I really enjoyed Edward Ozimek as a speaker. I thought his presentation was both well thought out and aesthetically pleasing. I thought it was really great that he was familiar with our reading materials for the course and was able to relate what he was talking about back to what we have already read. It was also kind of cool to see him questioning some of the points that those authors brought to the table, because I feel like some of us have been doing the same things here in our blogs.

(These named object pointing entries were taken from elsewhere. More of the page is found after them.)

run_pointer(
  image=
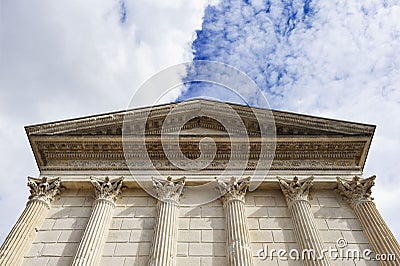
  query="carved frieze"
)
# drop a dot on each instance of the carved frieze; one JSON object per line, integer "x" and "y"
{"x": 107, "y": 189}
{"x": 356, "y": 190}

His critique of flaws within systems (food, architecture, recycling, etc.), were insightful and intelligent. Although he is an architect by discipline, it does not mean that he is not well versed in all of these other areas that are very important in the world we are living in. I think that oftentimes people become really comfortable in whatever niche they carved out for themselves and they stop asking questions, and stop trying to figure out what is going on around them (aside from the television news programs, of course). Edward Ozimek emphasized how imperative he feels it is to stay current with all sorts of issues going on around us. Personally, I feel that not taking things at face value is what makes you a smart consumer in society today, so I guess it’s nice to hear that echoed by someone who might have a bit more influence in the world; I would even say that was a major point in his presentation.

1 comment:

  1. October 8: Ozimek

    I was very taken by Edward Ozimek as a speaker on sustainable architecture Tuesday. He had such a fresh perspective that reminded me to remember to take a second look at the world around me. I think it is easy to become complacent and therefore its important to acknowledge what motivates us and ask why. The example of the featherless chicken stuck with me for the next few days and pushed me to analyze sustainability within differing contexts. It seems that the idea of sustainability gets naturally linked to questions of ethics, although there is no real reason that the two should go hand in hand on a definitional level. The basic concept of sustainability is living in a way that meets out current needs but does not compromise those of the future. There are no rules set that determine how this should be done. It is thought that sustainable living should be morally conscious, is this because of the environmental movement that it has been strung along to? We get so turned off by the image of the featherless chicken because it is seen as so “unnatural”. However, the reason that we have to become more focused around sustainability is because we have brought ourselves so far from the natural through the development of society. So why is it shocking for us to see a featherless chicken but not hundreds of miles of highway or skyscrapers? And I don’t believe we can state that it is because these developments have come straight from human hand because we altered the landscape dramatically in order to get to the point where concrete cities are normal.
    I also loved the example of the three expanding house plans from 1900, 1950 and 2000. It was an appropriate follow-up to the question of whether we are prepared to change our current lifestyle. This falls directly in line with what was discussed in class about our degree of comfort. We may need to step outside of this lifestyle we have grown accustomed to in order to open up to change. We get so stuck in the norm and hold on to the idea that we should be doing or living somewhere because its what we have done for years. How are we to change if we grasp onto the predictability of the future?